Saturday, 24 September 2011

The Garden

She was only a little girl. When she was born they said, "Oh she's a little girl." She was a little girl at Christmas, a little girl when she started school, and then when she had a little brother- she was still a little girl- Christopher was a little boy.
  Sylvia and Christopher played in the garden every day. There was no grass, only plastic turf, which was badly burnt all over. The next door neighbour was mad and drank wine. She often threw cigarettes over the wall and then laughed about it the next day, screaming down the phone to her friends and lovers and then crying in the bath. They heard all this, because they lived out in the garden most of the time with the cat from up the road. 
  On the other side was a man’s house. He was very interesting as he had an enormous television and loads of musical equipment, like radios and speakers and plastic eggs that recorded sound. He had no sofas or carpets and only one tea cup and his house smelt heavy like a sickly kind of smoke, but he let the children climb over the wall and come inside when it was raining in their garden. Sometimes the students who lived at the top of the huge wall at the back of the garden leaned over and said, "Hi!" They dropped gummy fried eggs into the garden and Christopher ran round and round in circles with his hands out.
  He never caught any.
  The cat- he is very dull. He pisses in the large garden pots and flicks shit behind him through his back legs when he tries to dig holes in the plastic grass. He is also an idiot and licks his own cat cock. A year ago Sylvia stole a camera that lay dusty in a drawer of relics and memorabilia. If the film was ever developed it would show several pictures of a hot family holiday in France, cross brows in the heat and trips on a man's shoulders. Then twenty-seven pictures of the cat; the monotony of his fat belly pulled out to the cloudy sun. Sylvia pushed her face up against his lazy eyes and pressed the button. SNAP. It looked as though they were having a great time.

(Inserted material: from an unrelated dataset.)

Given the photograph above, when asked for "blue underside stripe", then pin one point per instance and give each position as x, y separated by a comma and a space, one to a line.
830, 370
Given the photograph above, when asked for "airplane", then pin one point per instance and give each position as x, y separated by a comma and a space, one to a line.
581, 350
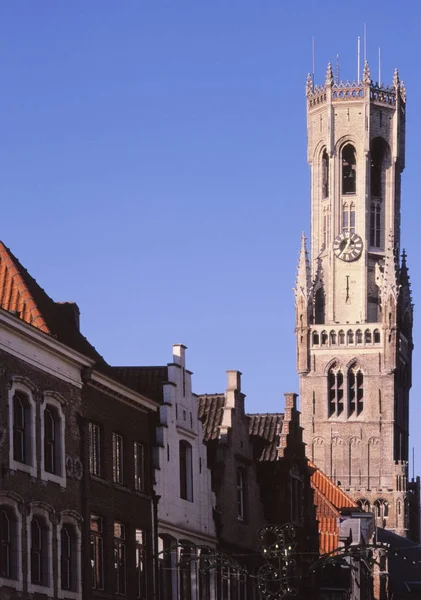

  There were other animals in the garden too. The two children pushed thirteen snails into a jam jar and then as many leaves as they could fit on top of them. They watched the snails over the next few days, eating and eating and finally drying up and dying in the jar. Sylvia said the snails reminded her of humanity and Christopher said he felt sick. After the last one fell to the bottom of the glass they lay on the spiky turf and looked at the sun until they could see toenails of light when they closed their eyes. The weight of the cat crushed Sylvia’s chest and they felt the brick walls closing in all around them.
  At 8.30pm the garden door was unbolted and the children came through the spider room, which was dank and so dark that Sylvia imagined her skin to be alive with legs and pinpricking fangs. They rarely saw their mother since their second cousin Mary had come to look after them. Mary pushed them around inside the concrete house and threw a can of sausage and beans at Christopher's head. Nevertheless, Sylvia wrote her mother long letters, detailing Christopher's progress, how he had read paragraphs, then whole novels, front to back and later with comment and annotation. Mary promised that she had delivered them and smiled. When Sylvia had run out of note paper she wrote on a sheet of toilet tissue; "Dear Mother, It may shock you to learn that Christopher died this morning. Please do not worry or concern yourself. Yours, Sylvia." She slid the paper into the darkness under her mother's door and waited to hear the creak of springs as she heaved her soft perfumed body out of bed.
  It was a humid day and the cat yawned and rolled onto his back. Christopher sat in the corner of the garden digging with a piece of flint and eating nasturtium petals. 
  Sylvia climbed onto the wall, which was a little taller than she was and jumped, with her limbs flailing in a way that she thought might cause her to break her leg or die when she hit the hard ground. She lay on the floor for several minutes, then put on her boots and looked at the cat who yawned again and half closed his eyes, his black lips curling up at the sides like part of a smile. She imagined the cat with another family on the next street along. They fed him salmon in a little silver dish. A bead of sweat broke free of her hairline. She kicked the cat in the softness of his stomach three times and when Christopher cried she kicked him too so that he screamed and swore. She tore at her dress and threw a rusting bicycle at the heavy door. The woman from next door squawked “Shut up you brats!” and the man from the other side looked worried from behind the smoke in his upstairs window. Three students heard Christopher screaming and popped their heads over the wall in unison and said, “Hey! Leave that cat alone!” But still their mother did not come out of her bedroom. 
  Sylvia looked at Christopher who was lying on top of the obese cat and realised that she would probably never be a little girl ever again.